We assume that, after you take a PPCR cat into your care, you will have the patience for an initial adjustment period. For example, if you already have cats, it is important to introduce the newcomer carefully, over a period of weeks. Rushing this process can have consequences from which it is difficult to recover. Another common problem is for a new cat to hide for a few days. We encounter this phenomenon often in foster care.

If you feel that your new cat is not adjusting well after a period of a few weeks, we ask you to contact us. The foster mom who cared for your cat in rescue might be able to offer specific advice based on her experience with that cat. If nothing comes quickly to her mind, she can appeal to other foster moms for ideas. Our commitment to a cat does not end when the cat leaves a PPCR foster home.

In fact, when you adopt a cat from PPCR, you sign a contract obligating you to notify us if, for any reason, you feel you must give up the cat. We understand that there are circumstances in which there is little or no choice. For example, a child who had previously shown no sign of allergies suddenly develops severe asthma, or it becomes obvious that, even after weeks or months of careful introductions, your resident cat will simply not accept the new arrival.

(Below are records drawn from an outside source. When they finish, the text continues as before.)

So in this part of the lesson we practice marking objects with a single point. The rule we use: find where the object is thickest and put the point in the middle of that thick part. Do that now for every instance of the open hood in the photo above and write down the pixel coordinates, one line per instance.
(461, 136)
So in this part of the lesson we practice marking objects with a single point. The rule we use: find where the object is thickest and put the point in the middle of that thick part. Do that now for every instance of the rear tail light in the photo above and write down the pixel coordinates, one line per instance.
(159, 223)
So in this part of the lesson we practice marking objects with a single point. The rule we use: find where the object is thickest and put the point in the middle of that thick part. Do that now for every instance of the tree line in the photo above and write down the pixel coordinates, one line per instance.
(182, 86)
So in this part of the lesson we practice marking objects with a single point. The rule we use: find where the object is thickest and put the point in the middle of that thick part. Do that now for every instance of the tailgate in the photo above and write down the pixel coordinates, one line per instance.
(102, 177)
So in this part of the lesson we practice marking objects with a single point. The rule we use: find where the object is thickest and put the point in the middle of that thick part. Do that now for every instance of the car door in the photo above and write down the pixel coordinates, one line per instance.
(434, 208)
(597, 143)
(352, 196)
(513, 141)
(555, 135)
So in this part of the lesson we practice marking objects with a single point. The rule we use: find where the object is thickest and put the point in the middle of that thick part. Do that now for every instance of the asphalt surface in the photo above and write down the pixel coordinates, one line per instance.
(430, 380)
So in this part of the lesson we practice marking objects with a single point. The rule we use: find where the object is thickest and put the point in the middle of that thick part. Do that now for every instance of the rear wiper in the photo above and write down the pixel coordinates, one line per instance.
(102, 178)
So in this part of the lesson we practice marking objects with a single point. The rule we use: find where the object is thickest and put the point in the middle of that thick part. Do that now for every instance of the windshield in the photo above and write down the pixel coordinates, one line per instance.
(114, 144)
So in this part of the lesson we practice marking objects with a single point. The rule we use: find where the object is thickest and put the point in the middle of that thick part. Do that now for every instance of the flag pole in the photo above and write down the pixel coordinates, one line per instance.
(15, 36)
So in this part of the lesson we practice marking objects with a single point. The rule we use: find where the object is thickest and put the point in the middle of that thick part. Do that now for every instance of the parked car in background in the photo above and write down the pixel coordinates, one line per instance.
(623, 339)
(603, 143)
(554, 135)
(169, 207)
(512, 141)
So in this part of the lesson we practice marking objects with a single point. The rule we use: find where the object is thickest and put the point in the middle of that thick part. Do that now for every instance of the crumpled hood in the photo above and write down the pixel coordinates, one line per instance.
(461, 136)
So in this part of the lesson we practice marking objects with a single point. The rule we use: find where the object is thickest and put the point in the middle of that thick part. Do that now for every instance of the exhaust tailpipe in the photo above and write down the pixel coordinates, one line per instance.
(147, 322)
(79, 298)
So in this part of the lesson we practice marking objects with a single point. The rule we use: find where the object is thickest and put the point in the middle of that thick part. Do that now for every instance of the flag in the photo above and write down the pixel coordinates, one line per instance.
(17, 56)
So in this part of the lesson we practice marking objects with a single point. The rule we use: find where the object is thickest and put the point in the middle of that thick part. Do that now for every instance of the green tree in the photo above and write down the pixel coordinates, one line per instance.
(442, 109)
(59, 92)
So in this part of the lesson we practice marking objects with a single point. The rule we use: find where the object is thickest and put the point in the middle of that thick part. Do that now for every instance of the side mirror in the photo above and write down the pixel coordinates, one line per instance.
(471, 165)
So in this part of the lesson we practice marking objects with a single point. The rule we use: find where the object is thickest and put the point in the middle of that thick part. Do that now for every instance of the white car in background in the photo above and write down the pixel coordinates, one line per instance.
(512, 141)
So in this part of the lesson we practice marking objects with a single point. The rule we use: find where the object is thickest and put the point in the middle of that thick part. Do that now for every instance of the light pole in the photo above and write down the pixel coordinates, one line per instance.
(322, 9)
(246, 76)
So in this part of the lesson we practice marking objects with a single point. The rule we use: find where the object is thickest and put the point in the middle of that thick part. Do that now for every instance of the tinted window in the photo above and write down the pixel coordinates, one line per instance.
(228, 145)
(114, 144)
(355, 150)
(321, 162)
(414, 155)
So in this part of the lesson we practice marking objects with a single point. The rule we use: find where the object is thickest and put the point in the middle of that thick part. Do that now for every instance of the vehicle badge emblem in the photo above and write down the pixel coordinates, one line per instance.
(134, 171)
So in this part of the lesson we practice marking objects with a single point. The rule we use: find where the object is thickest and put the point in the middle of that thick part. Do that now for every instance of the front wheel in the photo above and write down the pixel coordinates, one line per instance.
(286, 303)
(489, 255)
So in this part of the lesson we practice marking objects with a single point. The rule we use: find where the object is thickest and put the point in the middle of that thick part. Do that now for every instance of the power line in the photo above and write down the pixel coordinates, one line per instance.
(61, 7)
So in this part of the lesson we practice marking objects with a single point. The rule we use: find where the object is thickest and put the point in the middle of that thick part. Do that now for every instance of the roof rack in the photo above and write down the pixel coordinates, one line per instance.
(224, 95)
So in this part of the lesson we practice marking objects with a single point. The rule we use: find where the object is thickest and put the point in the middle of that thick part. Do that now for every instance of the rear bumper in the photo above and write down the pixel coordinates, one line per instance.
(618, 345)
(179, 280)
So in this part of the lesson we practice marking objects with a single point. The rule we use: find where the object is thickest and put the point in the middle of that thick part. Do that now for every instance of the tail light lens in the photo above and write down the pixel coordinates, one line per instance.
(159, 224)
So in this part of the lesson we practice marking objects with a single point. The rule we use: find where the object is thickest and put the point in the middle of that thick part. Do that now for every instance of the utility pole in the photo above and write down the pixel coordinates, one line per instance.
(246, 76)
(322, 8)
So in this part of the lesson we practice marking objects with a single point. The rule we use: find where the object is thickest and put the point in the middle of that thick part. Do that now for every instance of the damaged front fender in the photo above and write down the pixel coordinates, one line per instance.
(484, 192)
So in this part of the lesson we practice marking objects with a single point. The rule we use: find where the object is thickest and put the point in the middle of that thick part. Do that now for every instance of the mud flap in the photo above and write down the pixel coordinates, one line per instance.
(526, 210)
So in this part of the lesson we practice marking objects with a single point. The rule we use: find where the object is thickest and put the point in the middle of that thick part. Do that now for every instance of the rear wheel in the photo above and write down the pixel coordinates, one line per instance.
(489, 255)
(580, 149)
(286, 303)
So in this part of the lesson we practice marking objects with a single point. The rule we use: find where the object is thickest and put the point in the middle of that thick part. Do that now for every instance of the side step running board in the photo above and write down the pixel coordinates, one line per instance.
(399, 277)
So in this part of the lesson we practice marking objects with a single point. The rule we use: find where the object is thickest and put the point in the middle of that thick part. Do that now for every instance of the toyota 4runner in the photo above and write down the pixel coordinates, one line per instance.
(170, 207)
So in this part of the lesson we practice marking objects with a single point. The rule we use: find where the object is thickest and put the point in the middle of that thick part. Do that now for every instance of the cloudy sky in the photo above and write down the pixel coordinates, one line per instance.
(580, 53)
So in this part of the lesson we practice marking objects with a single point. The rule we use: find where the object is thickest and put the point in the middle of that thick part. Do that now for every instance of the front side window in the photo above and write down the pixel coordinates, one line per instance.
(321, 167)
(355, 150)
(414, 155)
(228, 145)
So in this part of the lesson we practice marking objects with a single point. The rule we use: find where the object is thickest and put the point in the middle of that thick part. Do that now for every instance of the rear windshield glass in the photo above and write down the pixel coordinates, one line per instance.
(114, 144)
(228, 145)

If a problem becomes apparent within a short time, the PPCR foster mom will almost always be willing to reclaim the cat, although she will probably first try to work with you to solve the perceived problem. Even if we hear from you after a longer time, we will usually try to take the cat back, not wanting any cat previously in our care to live where he or she is unwanted or unsafe. However, given the number of cats in need of our assistance, there are times when we cannot accept a cat because we have no free foster spaces. (We are not like a restaurant that reserves a certain number of tables for walk-ins; we tend to fill our foster spaces quickly, because every time we have to say “no” to a shelter, the life of a cat is at risk.) If we have no space, we will often help you place the cat from your home. This approach has the added advantage of reducing by one the number of moves the cat will have to endure.

Obviously, if your cat has contracted a communicable illness, such as a fungal infection, we will ask you to keep the cat with you until he or she has fully recovered. Most of our foster homes have multiple cats in residence, and we cannot accept a cat who would jeopardize the health of others in our care.

Note that, if you return a cat to us, you should not expect to be able to adopt another cat from us in the future.